LD analyses for each subpopulation were performed using PLINK by calculating the correlation coefficient (r2) of each SNP pair in a chromosome59. An LD decay plot was generated using the average r2 value for distances from 0 to 1000 kb. Pairwise IBS calculations were also performed using PLINK, and a distance matrix was generated for each subpopulation. Population genetic diversities were measured using VCFtools60 by calculating θπ and Fst. θπ was used to measure the genetic diversity of each subpopulation, while Fst was used to measure the genetic diversity between subpopulations. In addition, sliding window calculations of r2, θπ, and Fst were performed for genome-wide representations of sugar beet genetic diversity with a 100 kb window with 10 kb steps.

GWAS

Association analysis between target traits and genome-wide SNPs across the subpopulations from structure analysis was carried out by using the GAPIT package in R software61. To minimize false positives and increase statistical power, an MLM analysis was performed by GAPIT without compression.
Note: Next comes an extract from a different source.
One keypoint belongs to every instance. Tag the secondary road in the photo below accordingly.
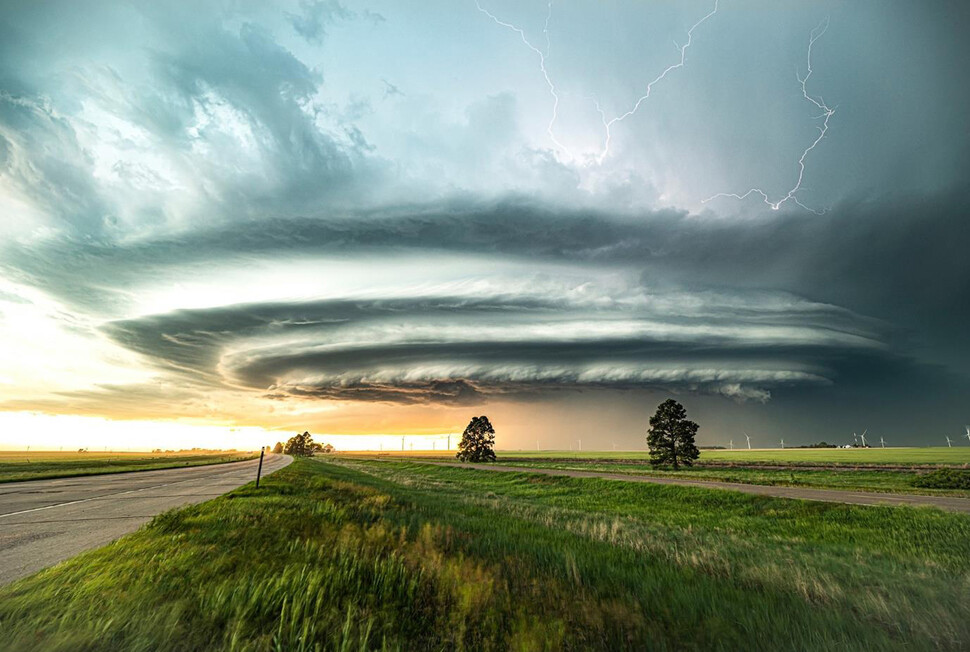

The significance threshold of SNP-trait associations was established with a false-detection rate-adjusted P < 1 × 10–6 using the Benjamini–Hochberg procedure62. The GWAS results were displayed using a Manhattan plot and a QQ plot created with the R package CMplot63.

Network construction

The most significant pleiotropic genes with P < 1 × 10–6 and their associated traits were retained among all localized and annotated pleiotropic genes to build the phenotype-gene network for sugar beet. PPI information for sugar beet was retrieved from the STRING database64 and mapped to the sugar beet genes using BLAST65. The construction, visualization, and exploration of the network were performed using Cytoscape66.